Set in the 1857 American frontier, the upcoming limited series American Primeval — from director and executive producer Pete Berg, creator, writer, and executive producer Mark L. Smith, and executive producer Eric Newman — follows different groups and individuals fighting to survive and gain control of the lands out West. Chief among them are the members of the Mormon Church. Fleeing widespread persecution, violence, and humiliation, they travel to Utah to build a safe space and stronghold. And their leader, Brigham Young, will do whatever it takes to secure the survival of his flock.




When actor Kim Coates (Bad Blood, Sons of Anarchy) got the call to play real-life historical figure Young, his answer was immediate. “It was the offer of a lifetime,” Coates tells Tudum. “I’d long wanted to work with [director] Pete Berg. I knew how difficult it was going to be, inhabiting this true historical figure. We actors like to throw around the phrase, ‘I’ve never played someone like this before,’ but I genuinely have never played a character like Brigham Young before, someone who people are immediately aware of just by their name.”
Coates immersed himself in research, reading two biographies on Young — Brigham Young: Pioneer Prophet and The Prophet and the Reformer: The Letters of Brigham Young and Thomas L. Kane — as well as The Twenty-Seventh Wife, the story of Young’s wife who divorced him.
Coates adds, “I also spoke to two people in my own life, with whom I have a personal connection, who are longtime members of the Mormon Church. They opened their doors to me and were generous with their knowledge. That helped me to feel more like this man that I’m really nothing like in real life. I wanted to know all about Young, and it was a difficult journey at times.”
Establishing Young’s physicality was key to Coates’ process. “I usually start from the inside out,” he says. “I start from the inside and then I work myself out to how they look, or how they walk, how they talk. This was different. I needed his physicality.”
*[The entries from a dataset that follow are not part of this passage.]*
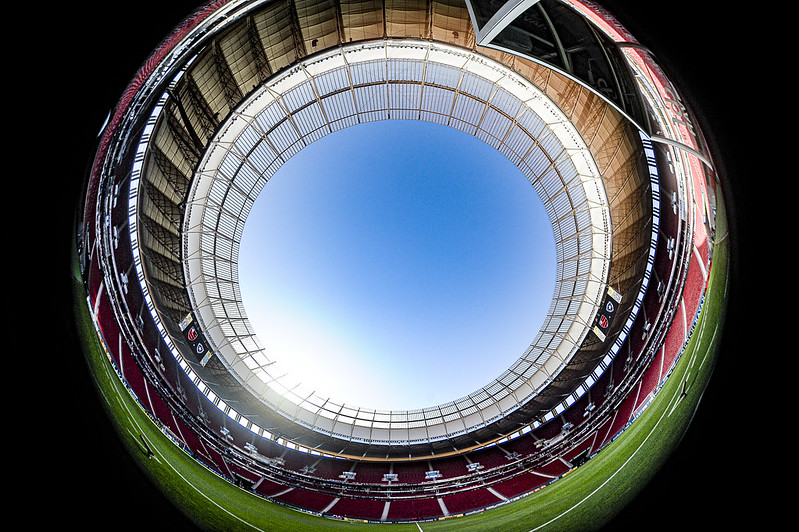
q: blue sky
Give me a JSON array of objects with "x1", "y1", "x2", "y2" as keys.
[{"x1": 239, "y1": 120, "x2": 555, "y2": 410}]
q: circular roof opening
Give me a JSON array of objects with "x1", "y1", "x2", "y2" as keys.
[
  {"x1": 181, "y1": 40, "x2": 611, "y2": 446},
  {"x1": 239, "y1": 120, "x2": 556, "y2": 410}
]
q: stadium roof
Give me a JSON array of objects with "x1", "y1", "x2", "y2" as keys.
[{"x1": 111, "y1": 2, "x2": 657, "y2": 455}]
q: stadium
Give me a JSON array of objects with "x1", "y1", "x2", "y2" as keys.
[{"x1": 62, "y1": 0, "x2": 752, "y2": 530}]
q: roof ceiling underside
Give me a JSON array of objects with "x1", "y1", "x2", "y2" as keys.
[{"x1": 131, "y1": 0, "x2": 652, "y2": 454}]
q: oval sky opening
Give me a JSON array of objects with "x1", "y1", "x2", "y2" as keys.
[{"x1": 239, "y1": 120, "x2": 556, "y2": 410}]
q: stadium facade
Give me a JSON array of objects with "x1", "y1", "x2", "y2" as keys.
[{"x1": 77, "y1": 0, "x2": 726, "y2": 526}]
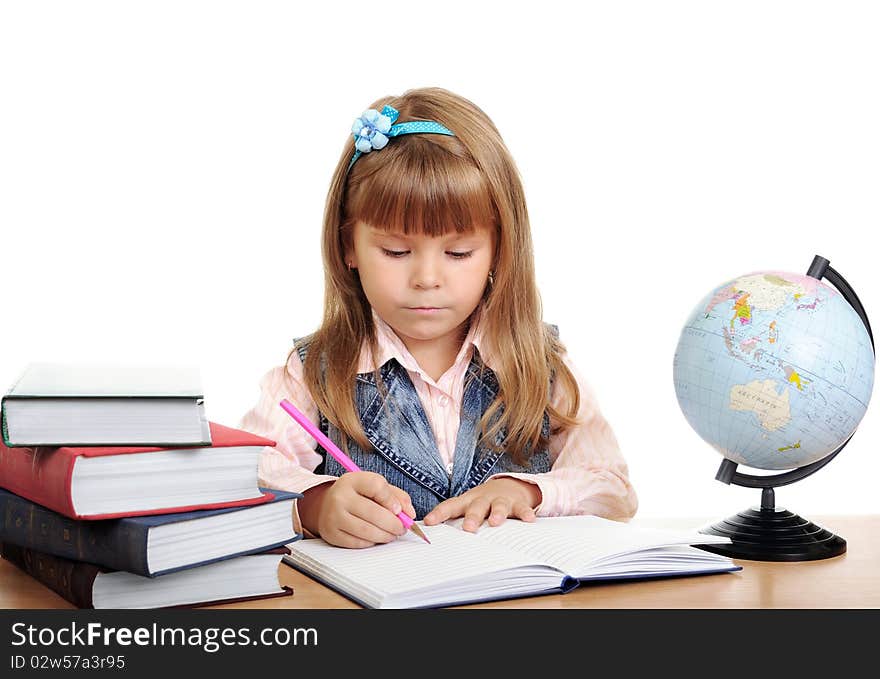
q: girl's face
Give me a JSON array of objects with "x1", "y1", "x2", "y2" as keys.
[{"x1": 346, "y1": 221, "x2": 495, "y2": 349}]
Coates learned that Young had famously piercing blue eyes and an intense stare. He was also shorter and heavier, so Coates gained weight for the role. The actor dyed his famously dark hair reddish blond and donned mutton chops after learning Young was unable to grow facial hair. He tailored a mid-Atlantic accent for the role — there are no audio recordings of Young speaking, but he relied on a recording of a Mormon prophet from the 1890s as a jumping-off point — and worked closely with the costuming, hair, and makeup teams to craft Young’s look.
“It was a wonderful collaboration. How many vests would he have? How clean would he be? The top hat was a very important piece of the costuming,” Coates says. “The wardrobe was just key for me, and I got to feel very comfortable in it, even though it’s all wool. If anyone was going to dress well, it was Brigham Young. The wardrobe helped me play this guy to no end, for sure.”
In playing a historical and religious figure, and particularly one who makes divisive decisions throughout the show’s narrative, Coates didn’t label his character a hero or villain. Like all characters in American Primeval, Young is fighting for his own survival and the survival of his people, no matter the cost.
“As an actor, you have to make choices,” he says. “Things start at the top and filter down, and we mustn’t shy away from both the nastiness and the goodness in our history. And this particular story has some of both, and it has some lessons that we can and should learn from. But boy, it was tough to survive in 1857. I don’t know how anyone did.”
As Young seeks to cement the Mormons’ stronghold in Utah, a large part of his strategy revolves around Fort Bridger, owned by Jim Bridger (Shea Whigham). President James Buchanan and the US government, at odds with the Mormons and their growing size and influence, are closely monitoring the group. Fort Bridger is key to the US Army’s continued presence out West, providing food, lodging, and other necessary resources. Young is eager to buy Fort Bridger from its reluctant owner — meaning Coates shares a good chunk of screen time with Whigham.
“Shea is just so brilliant,” says Coates. “I can’t talk enough about that guy as a talent and as a friend. I couldn’t have done this show without him. We play two completely opposite characters. When we got in the van to get going to work every day, he was Jim Bridger and I was Brigham Young.”
Both Coates and Whigham were so dedicated to their characters that director Berg addressed them both solely by their character names during production.
“I don’t think I ever talked to Kim Coates as Kim Coates,” Berg recalls. “It was only as Brigham Young the entire shoot. He’d come to set in that hair and the makeup and clothing and the attitude, and I would call him Governor Young. He would just stay in character all day. I thought it was extraordinary. Same with Shea Whigham as Jim Bridger. Basically, he was in character from the moment he got there. I wasn’t talking to Kim, I wasn’t talking to Shea. I was talking to Brigham Young and Jim Bridger, which I like because then it’s just all about the work.”
“I guess I exuded Brigham Young, with the boots and the coat and the top hat,” Coates says with a laugh. “What Netflix did in bringing all these people together was paramount in us then making the greatest show we could.”
American Primeval arrives on Netflix Jan. 9.